Most religiously affiliated universities have some form of theology-related core credit requirement, so that alone shouldn't deter you from applying. Instead, check if the school allows you to satisfy theology credits by taking history, philosophy, or literature courses. If the requirement can only be satisfied by a theology class, particularly if it's a specific course series with a specific worldview, there's a good chance the student body is similarly homogenous. You might not feel welcome there if you hold a different worldview.
It is highly unusual even among private schools for a university to have a dress code; the presence of one is a good indicator that religion is a significant part of campus culture. You will likely be more comfortable as a secular student on a campus where there isn't a dress code, even if you don't mind conforming to one.
It is common for universities to have an honor code, but the content matters. If the honor code focuses on academic honesty and includes a section about student rights, then you will likely be able to carve out a space for yourself at that school. If the honor code is strict about limiting student behavior, especially with regards to sexuality and religious practice, you may be better off somewhere else.

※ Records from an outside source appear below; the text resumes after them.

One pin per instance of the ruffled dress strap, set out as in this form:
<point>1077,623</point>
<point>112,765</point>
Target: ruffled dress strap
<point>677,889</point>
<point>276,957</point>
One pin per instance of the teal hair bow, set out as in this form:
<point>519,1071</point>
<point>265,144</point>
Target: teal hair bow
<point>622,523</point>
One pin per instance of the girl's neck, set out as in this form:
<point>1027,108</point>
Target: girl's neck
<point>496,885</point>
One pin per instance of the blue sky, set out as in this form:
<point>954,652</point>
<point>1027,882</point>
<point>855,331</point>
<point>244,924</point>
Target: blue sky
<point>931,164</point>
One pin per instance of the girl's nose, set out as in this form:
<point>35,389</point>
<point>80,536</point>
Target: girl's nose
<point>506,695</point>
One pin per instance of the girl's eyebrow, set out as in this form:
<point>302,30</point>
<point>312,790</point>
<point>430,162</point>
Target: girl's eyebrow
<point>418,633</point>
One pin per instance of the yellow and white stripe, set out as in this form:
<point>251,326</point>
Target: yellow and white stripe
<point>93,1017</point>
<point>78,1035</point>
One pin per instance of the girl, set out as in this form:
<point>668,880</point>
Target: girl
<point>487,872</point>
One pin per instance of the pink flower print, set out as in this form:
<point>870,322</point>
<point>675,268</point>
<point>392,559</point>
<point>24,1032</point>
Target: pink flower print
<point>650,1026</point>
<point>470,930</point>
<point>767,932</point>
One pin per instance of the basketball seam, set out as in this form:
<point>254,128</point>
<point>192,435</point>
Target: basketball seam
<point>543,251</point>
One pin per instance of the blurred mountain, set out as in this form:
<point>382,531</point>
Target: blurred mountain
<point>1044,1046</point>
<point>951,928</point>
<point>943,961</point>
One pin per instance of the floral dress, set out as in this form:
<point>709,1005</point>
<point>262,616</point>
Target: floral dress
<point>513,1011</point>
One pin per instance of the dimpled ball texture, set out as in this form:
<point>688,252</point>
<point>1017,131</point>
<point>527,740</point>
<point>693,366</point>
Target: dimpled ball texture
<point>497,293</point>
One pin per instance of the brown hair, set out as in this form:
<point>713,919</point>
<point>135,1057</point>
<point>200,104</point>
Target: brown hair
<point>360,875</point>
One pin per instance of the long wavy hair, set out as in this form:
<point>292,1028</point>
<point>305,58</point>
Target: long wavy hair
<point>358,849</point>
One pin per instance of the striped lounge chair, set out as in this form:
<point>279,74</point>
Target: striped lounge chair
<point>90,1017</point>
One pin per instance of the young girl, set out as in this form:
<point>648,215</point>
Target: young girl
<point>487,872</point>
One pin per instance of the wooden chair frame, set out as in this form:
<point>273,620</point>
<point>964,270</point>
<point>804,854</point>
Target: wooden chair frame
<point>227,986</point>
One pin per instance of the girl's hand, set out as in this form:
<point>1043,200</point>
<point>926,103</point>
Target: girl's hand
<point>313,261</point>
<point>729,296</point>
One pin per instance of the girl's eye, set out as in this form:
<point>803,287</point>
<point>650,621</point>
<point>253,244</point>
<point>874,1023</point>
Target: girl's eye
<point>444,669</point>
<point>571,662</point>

It is rare for schools to require students to attend a religious service, though it does happen; for example, LeTourneau University requires students to attend at least 18 chapel services, and Oral Roberts University charges students a $50 fine if they miss more than three chapel meetings. However, most religiously affiliated schools allow students to make their own choices about church attendance. Keep an eye out for schools that combine religious services with news announcements, making it impossible to opt out without missing important information.
Is Church Attendance Required?
While church attendance is usually not mandatory, some religious universities require "chapel credits," which students earn by participating in a minimum number of extracurricular activities. These could include church attendance, Bible study groups, volunteer work, or political action groups, and not all events count toward the credits. If you aren't religiously inclined, meeting chapel credit requirements could prove burdensome.
You can learn a lot about a university's culture from what student organizations it officially sanctions. Religious colleges rarely have a humanist or secular student alliance, so while it's a good thing to check, don't let the lack of one turn you off. However, if a school doesn't have approved organizations for LGBTQ+ students or students who practice other faiths, that's potentially a sign of a homogenous campus culture. Schools with pro-life student groups but not pro-choice groups also tend to be strict about religious practice.
A quick way to get a sense for a particular school's culture is to peruse the student paper's opinion section. There, you can see what topics are being discussed on campus and learn more about what the student body values. If there are a lot of diverse opinions expressed from a variety of viewpoints, you can probably find a place at that school. If it seems like most articles cover the finer points of faith-related culture, you might feel out of place as a student with secular values.
While popular culture would have you believe that a secular student has no place at a religious school, the reality is that many religiously affiliated colleges are just as open to varied perspectives as public or secular private schools. Keep in mind that there is a lot of variation from campus to campus, even between schools that are affiliated with the same faith. Do your research ahead of time to understand what you are signing up for and you will find a school that suits you.